Square brackets [ ] indicate gaps due to damage to the manuscript. The text inside the brackets is a restoration by the modern editor, either on the basis of the remaining traces of text or on the basis of the context, often drawing on parallel passages in other texts. When restoration is impossible, dots give a visual indication of the amount of text that is missing; […] indicates that a single syllable or complete word is lost in lacuna, and brackets with four or more dots indicate that a phrase of varying length is lost. The dots do not represent a specific number of signs or words. A row of dots in square brackets on a separate line indicates that a complete line of verse, of varying length, is lost. For a loss of three or more verses the following convention is followed: a lacuna of three verses is indicated thus:

[……………]

[total of 3 verses lost]

[……………]

If an uncertain number of verses is lost at the start of a text, the translation is headed with:

……………]

Angled brackets 〈 〉 indicate an erroneous omission by the ancient copyist. The text inside the brackets is supplied by the modern editor. When restoration is impossible, dots give a visual indication of the amount of text that is missing, as with square brackets.

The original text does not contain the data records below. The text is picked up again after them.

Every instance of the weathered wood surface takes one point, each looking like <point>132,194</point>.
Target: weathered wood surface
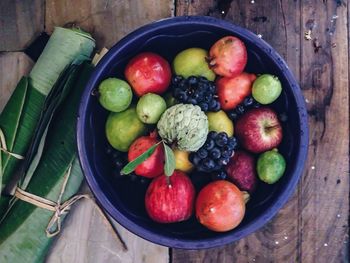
<point>13,65</point>
<point>107,20</point>
<point>86,238</point>
<point>313,225</point>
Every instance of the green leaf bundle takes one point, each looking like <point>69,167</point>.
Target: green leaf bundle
<point>53,151</point>
<point>21,114</point>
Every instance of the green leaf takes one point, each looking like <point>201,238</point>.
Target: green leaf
<point>130,167</point>
<point>169,166</point>
<point>22,230</point>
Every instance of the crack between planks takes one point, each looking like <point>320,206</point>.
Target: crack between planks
<point>347,247</point>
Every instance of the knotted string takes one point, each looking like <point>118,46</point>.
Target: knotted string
<point>61,209</point>
<point>3,147</point>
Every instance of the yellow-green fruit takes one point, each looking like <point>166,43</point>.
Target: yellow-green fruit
<point>220,122</point>
<point>181,161</point>
<point>122,128</point>
<point>192,62</point>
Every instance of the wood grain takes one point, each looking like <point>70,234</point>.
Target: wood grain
<point>107,20</point>
<point>309,223</point>
<point>20,22</point>
<point>13,65</point>
<point>86,238</point>
<point>324,206</point>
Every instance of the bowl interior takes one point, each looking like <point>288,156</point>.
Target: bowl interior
<point>124,199</point>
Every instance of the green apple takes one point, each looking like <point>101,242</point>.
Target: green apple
<point>266,89</point>
<point>115,94</point>
<point>122,128</point>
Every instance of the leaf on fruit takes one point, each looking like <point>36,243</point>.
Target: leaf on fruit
<point>131,166</point>
<point>169,165</point>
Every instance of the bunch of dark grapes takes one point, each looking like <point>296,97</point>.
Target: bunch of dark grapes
<point>219,175</point>
<point>197,91</point>
<point>247,104</point>
<point>119,160</point>
<point>215,153</point>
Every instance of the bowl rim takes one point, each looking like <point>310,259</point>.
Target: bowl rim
<point>251,227</point>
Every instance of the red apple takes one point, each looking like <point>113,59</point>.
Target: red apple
<point>148,73</point>
<point>154,165</point>
<point>259,130</point>
<point>170,199</point>
<point>228,56</point>
<point>232,91</point>
<point>241,171</point>
<point>220,206</point>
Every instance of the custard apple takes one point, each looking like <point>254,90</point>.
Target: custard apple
<point>184,124</point>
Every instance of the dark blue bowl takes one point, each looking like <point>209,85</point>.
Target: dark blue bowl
<point>124,200</point>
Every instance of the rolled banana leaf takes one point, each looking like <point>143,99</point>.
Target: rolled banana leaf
<point>19,118</point>
<point>22,229</point>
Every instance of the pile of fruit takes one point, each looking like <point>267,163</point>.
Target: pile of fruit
<point>201,116</point>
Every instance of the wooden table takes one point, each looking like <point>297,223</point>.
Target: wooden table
<point>313,225</point>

In the notes, particular words from the passage which are being discussed are set in italics; these lemmata are, however, not always in exactly the same form of the word in the original text. The note is placed at the end of the first verse of the passage that it discusses, and usually at the end of the first verse of a stanza or section of a stanza. Thus, the lemma in the note is usually in the subsequent verses, and only occasionally in the preceding ones.

The notes provide different levels of commentary for various texts. Some of the narratives and much of the didactic writing are clear to follow, as are the ‘laments’ which have a single theme consistently expounded. Other passages, especially those which are reflective or discursive, need extensive notes to explain the often allusive trains of thought. This requires a certain measure of paraphrase. I do not attempt to indicate the full diversity of possible reactions to the poems, but try to provide pointers towards a unified reading of a remarkably rich and coherent corpus. Since I hope to make the poems accessible to readers of the comparatively modern Western canon such as myself, I have not explored the culturally specific aspects of the ancient corpus in depth. This strategy may underplay the ‘otherness’ of the poems, but I consider it a necessary step to bring out the distinctive nature of their discourse that is closer to early modern concepts of ‘literature’ than the reader may at first assume.